Dass Kuba nun aber tatsächlich in Richtung Privatwirtschaft steuert, glaubt Günther Maihold, Vize-Direktor der Stiftung Wissenschaft und Politik in Berlin, nicht. Es handle sich vielmehr um ein altbekanntes Handlungsmuster in Kuba. Ähnliche privatwirtschaftliche Ansätze gab es bereits in den 90er Jahren, als 150 private Erwerbstätigkeiten legalisiert wurden. "Wenn das Wirtschaftshandeln an seine Grenzen gerät, dann öffnet man ein paar Ventile und lässt den Druck entweichen", erklärte der Kuba-Experte gegenüber der "Wiener Zeitung". Die mögliche Selbständigkeit betreffe vor allem Leute, die im öffentlichen Dienst keine Beschäftigung haben. Gleichzeitig sei das Unternehmertum an dermaßen viele Auflagen gebunden, "dass die politische Kontrolle weiterhin behalten wird und es in diesem Sinne keine Einführung von Markt-Elementen ist."
So dürfen zum Beispiel Eigentümer der seinerzeit eingeführten privaten Restaurants nicht mehr als zwölf Sitzplätze haben und ausschließlich Familienmitglieder beschäftigen. Die hohen monatlichen Abgaben müssen unabhängig von den Einnahmen geleistet werden. Viele der seinerzeit eingeführten Liberalisierungen wurden als für den Sozialismus schädlich wieder aufgehoben.

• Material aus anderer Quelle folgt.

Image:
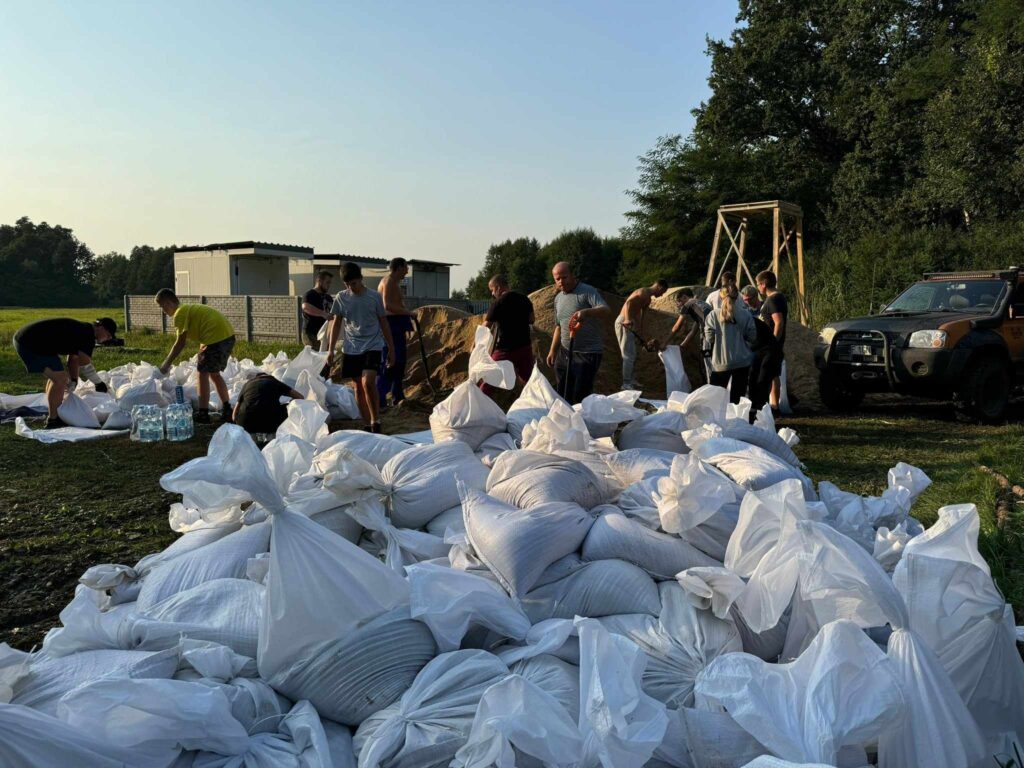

Nach dem aktuellen privatwirtschaftlichen Vorstoß muss sich laut Maihold auch erst weisen, "ob dieser erfundene Sektor der Selbständigen wirklich so viele Arbeitskräfte absorbieren kann, wie da angekündigt worden sind, nämlich 100.000."
Demonstrative Einigkeit
Auffällig ist für Maihold, dass die von Raúl Castro angekündigte Reform mit einer massiven Präsenz von Fidel Castro einhergeht, der sich nun auch wieder in Militäruniform zeigt. Damit wolle das Bruderpaar klarmachen: Beide tragen diesen Beschluss und versuchen dadurch die Legitimität des sozialistischen Systems zu bewahren.
Noch ist allerdings nicht geklärt, auf welchem Gebiet die Kubaner künftig selbständig werden dürfen. Paolo Spadoni von der Tulane Universität erklärte, dass von den elf Millionen Kubanern derzeit etwa 143.000 eine Erlaubnis hätten, um als "cuentapropistas" zu arbeiten. Der große Unterschied zu den vergangenen Reformen ist, dass die Unternehmer nun die Möglichkeit haben, Arbeiter anzustellen. Viele Kubaner hatten sich Reformen bereits vor vier Jahren erhofft, als Raúl Castro die Regierungsgeschäfte von seinem fünf Jahre älteren Bruder Fidel übernahm.